As it stands, dental surgeries have little in the way of regional identity. The root canal you’d get in Boston is the root canal you’d get in Santa Fe. But look at hot dogs. Look at BBQ. If those can be an expression of local character, why not dental surgeries? Maybe you roll into St. Louis one day and feel a terrible pain in your tooth. The dentist tells you you’ll need a root canal, and starts dicing an onion. Whoa! You’ve never had a root canal with diced onions before. But maybe it’s good. Maybe the onions bring a whole new layer to it that you never even knew you were missing. You go home and tell your buddies, who all insist that their hometown has the best root canal. A root canal needs clam juice, one says. No, a root canal’s gotta be manually flushed with a syringe and side vented needle containing an irrigant solution of 17% ethylenediaminetetraacetic acid, says another. Shooting the shit about all the different styles of root canals sounds like a pretty fun idea, and maybe someday, we’ll be lucky enough to try it.

4. Tongue Teeth

Surgically implanting teeth in the human tongue would probably cause more problems than it would solve, but you’ve gotta think beatboxers could go fucking insane with it.

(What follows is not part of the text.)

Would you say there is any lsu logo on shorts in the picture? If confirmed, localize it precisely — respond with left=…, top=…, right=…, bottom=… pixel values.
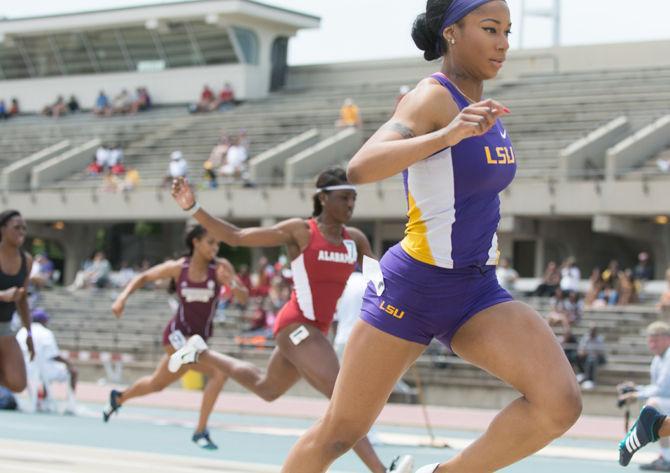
left=379, top=301, right=405, bottom=319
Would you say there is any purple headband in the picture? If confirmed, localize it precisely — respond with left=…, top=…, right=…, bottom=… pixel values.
left=437, top=0, right=492, bottom=54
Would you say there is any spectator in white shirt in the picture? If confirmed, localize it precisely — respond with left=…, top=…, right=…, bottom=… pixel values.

5. Livestreamed Dental Surgery By Public Vote

You awaken strapped into a dental chair, countless blank screens looming over you. A moment’s calm—then voting begins. OCTUPLE MOLAR EXTRACTION. MANDIBULAR LENGTHENING. Proposed surgeries flash before your eyes. Beyond the glare of the screens you sense, but do not see, dentists awaiting consensus. SWISS CHEESE DRILLING. DOUBLE-DECKER TEETH. Voters begin tactically switching their votes. Blocs emerge, consolidate. TOOTH SHARPENING disappears. STUDDED GUMS pulls ahead. A stifled cough. The whirring of a drill. Then, finally, an upset: REPLACE TEETH WITH WHALE BALEEN clears 50%. The screens pull away. Cold steel pries your jaw open. You look for help, but find only the blinking red light of the camera.

Now thankfully, this disturbing dental surgery is, like the others, still just an idea. It hasn’t happened. It might not happen at all. But as we consider the potential advances of the future, so too must we grapple with its potential horrors. You really never know what could happen in the world of dental surgery, and that possibility can be both a promise and a threat.